2012-08-13 Thread Junio C Hamano
Martin von Zweigbergk martin.von.zweigbe...@gmail.com writes:

 To connect to the other mail I sent on this thread (in parallel with
 yours), do you think git cherrry-pick HEAD HEAD~1 should apply the
 commits in the same order as git cherry-pick HEAD~2..HEAD (which
 would give the same result if passed to 'rev-list --no-walk' for a
 linear history) or in the order specified on the command line?

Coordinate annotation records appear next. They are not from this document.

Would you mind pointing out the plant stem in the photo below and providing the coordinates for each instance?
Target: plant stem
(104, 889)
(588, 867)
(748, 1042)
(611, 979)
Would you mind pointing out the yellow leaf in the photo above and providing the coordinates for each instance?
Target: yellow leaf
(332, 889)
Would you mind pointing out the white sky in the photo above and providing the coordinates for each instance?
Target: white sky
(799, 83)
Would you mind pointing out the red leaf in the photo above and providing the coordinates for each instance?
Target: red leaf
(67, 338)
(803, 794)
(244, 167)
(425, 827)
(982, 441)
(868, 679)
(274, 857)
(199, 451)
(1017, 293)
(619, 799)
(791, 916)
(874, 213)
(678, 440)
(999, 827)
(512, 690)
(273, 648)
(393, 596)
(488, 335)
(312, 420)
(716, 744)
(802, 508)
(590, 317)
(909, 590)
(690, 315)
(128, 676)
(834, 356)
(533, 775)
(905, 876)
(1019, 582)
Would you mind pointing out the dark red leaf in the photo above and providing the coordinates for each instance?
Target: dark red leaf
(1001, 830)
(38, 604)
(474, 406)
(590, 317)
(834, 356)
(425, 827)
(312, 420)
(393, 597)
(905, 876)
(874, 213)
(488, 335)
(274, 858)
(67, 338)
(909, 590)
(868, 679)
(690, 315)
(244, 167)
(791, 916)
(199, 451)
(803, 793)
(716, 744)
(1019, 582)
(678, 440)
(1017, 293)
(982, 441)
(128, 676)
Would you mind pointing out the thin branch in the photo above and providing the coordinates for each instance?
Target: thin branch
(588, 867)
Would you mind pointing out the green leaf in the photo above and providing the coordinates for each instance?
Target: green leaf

Definitely the latter; I do not think of any semi-reasonable excuse
to do otherwise.

 I couldn't find any conclusive evidence of what was intended in
 either log messages or test cases.

Do not take the multi-commit handling that was bolted on to
cherry-pick and revert long after these commands with a single
commit form were polished and have become stable too seriously and
its behaviour cast in stone.  There is no reason to believe the
bolted-on part was designed with sufficient thoughts behind it, nor
was implemented with the same competency as the code before it was
introduced.  I recall myself applying these patches after only
cursory review, saying Meh, I wouldn't do multiple commits anyway,
and bugs found by people can be fixed later ;-).

It is OK to consider its doneness as the developers declared
success based on their limited testing; it internally still sorts,
but sorting a range by timestamp happens to yield the correct result
most of the time, and this bug was not found until much later. There
certainly are other bugs, at both implementation and design level,
yet to be discovered. phase of its lifecycle.